New Internationalist 365March 2004
IMF-World Bank / CONSTRUCTIVE ENGAGEMENT
The World Bank has long been confronted with studies documenting the harmful impact of its policies. Normally Bank officials dismiss these critical reports out of hand. But they find it more difficult to challenge the validity of the Structural Adjustment Participatory Review Initiative (SAPRI) because the Bank itself was a full partner in its design and implementation. The damning conclusions of its final report are therefore all the more embarrassing. In the late 1990s the World Bank, under its new President, James Wolfensohn, undertook several initiatives to engage critics in civil society. A familiar pattern emerged from endeavours like the World Commission on Dams. Cheery press releases publicized the launch of each new ‘partnership’, emphasizing the institution’s willingness to work co-operatively with its detractors. Official enthusiasm then waned markedly when the initiatives began to suggest that policy-as-usual was unacceptable. SAPRI was the most thoroughgoing of these engagements. It began in 1996, when non-governmental organizations that had been challenging the Bank negotiated with its management to find a way of evaluating structural adjustment programmes. Ultimately, it was agreed to conduct joint multi-year investigations in Bangladesh, Ecuador, El Salvador, Ghana, Hungary, Mali, Uganda, and Zimbabwe.
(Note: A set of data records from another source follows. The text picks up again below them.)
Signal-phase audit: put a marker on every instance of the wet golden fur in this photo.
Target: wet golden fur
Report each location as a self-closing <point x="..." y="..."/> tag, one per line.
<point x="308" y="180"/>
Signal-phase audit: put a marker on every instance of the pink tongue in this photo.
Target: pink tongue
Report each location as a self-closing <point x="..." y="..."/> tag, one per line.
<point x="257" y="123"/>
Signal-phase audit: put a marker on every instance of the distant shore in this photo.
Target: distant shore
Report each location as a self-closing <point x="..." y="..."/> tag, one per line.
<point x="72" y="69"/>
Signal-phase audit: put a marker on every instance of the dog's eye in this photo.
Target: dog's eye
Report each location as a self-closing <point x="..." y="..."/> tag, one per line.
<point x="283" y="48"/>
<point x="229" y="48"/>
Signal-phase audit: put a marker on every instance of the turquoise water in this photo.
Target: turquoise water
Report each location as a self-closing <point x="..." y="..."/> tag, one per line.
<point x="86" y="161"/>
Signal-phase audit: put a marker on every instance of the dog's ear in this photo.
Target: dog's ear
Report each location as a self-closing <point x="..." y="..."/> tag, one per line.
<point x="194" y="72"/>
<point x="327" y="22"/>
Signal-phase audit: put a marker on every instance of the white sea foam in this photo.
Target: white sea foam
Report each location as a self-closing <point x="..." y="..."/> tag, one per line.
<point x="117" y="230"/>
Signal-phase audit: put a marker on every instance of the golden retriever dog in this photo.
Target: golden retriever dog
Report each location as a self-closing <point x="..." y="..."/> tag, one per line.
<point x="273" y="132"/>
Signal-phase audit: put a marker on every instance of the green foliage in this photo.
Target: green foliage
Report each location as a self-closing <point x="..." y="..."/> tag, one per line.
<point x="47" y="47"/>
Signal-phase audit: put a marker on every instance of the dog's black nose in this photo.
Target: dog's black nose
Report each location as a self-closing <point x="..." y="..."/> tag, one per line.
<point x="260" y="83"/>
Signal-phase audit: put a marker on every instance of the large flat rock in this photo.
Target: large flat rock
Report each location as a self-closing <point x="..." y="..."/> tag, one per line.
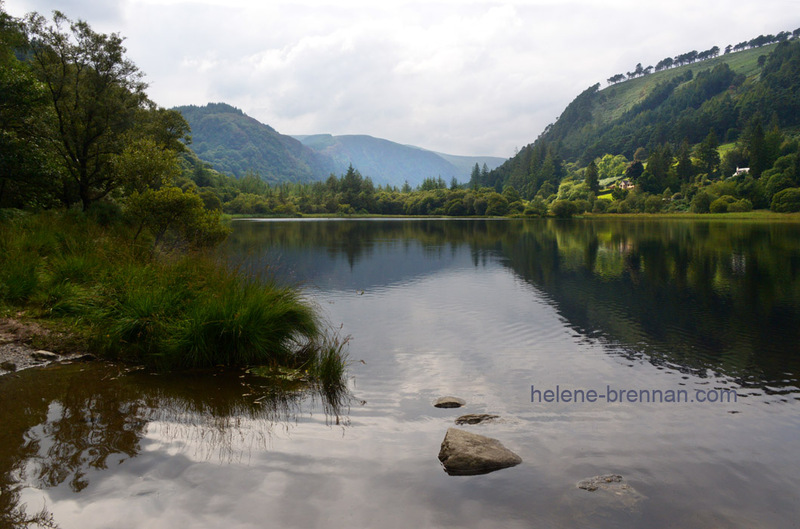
<point x="464" y="453"/>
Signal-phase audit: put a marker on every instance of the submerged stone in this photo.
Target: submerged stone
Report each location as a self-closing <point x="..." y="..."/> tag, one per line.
<point x="606" y="481"/>
<point x="467" y="454"/>
<point x="614" y="488"/>
<point x="44" y="356"/>
<point x="449" y="402"/>
<point x="475" y="418"/>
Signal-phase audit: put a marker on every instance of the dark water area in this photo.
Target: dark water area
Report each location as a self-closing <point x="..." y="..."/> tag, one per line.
<point x="480" y="309"/>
‘We saw this as an opportunity to help mobilize and strengthen civil society regardless of the Bank’s response and to hold the Bank accountable,’ says Doug Hellinger, global co-ordinator of the extensive network of grassroots organizations that became known as SAPRIN. Early in the process, difficulties emerged as governments and Bank officials realized that it was unlikely to reflect well on the policies they had implemented. El Salvador’s government went so far as to back out of the review. Interacting with Bank officers, SAPRIN members encountered delays and intransigence. In one instance, the Bank refused, until challenged, to release approximately $200,000 that had been donated to the network by a European government. When the time came for the final presentation of the SAPRI findings, Bank leaders shied away from the major public event to which it had originally committed. Wolfensohn even failed to show up for a smaller roundtable discussion. Lidy Nacpil, who represents the Philippines’ Freedom from Debt Coalition on the SAPRIN steering committee, argued at the time: ‘It is clear that the Bank is incapable, for political and bureaucratic reasons, to hear, much less respond to, the insights and priorities of people around the world affected by its policies.’ After nearly a year of ignoring the findings, media attention on the report forced Wolfensohn back to the table in 2002. In subsequent meetings he acknowledged the findings as ‘important’ and ‘legitimate’ – yet he and his institution have since failed to alter their policies in response. ‘I wouldn’t say we were hopeful, but SAPRIN was willing to take a chance given the critical importance of the issue,’ says Hellinger. ‘In the end, the Bank once again demonstrated, this time quite publicly, that it isn’t about to change course, regardless of the evidence.’
‘There’s no question any more that these policies don’t work,’ says Hellinger. ‘SAPRIN did the Bank a favour. It took their people to another level and showed them a disturbing truth. It also demonstrated how mechanisms could be created through which more appropriate policies could emerge from the knowledge and priorities of the people themselves. We were even willing to give them a second chance when Wolfensohn returned to the table. But they’re simply not willing, or able, to act.’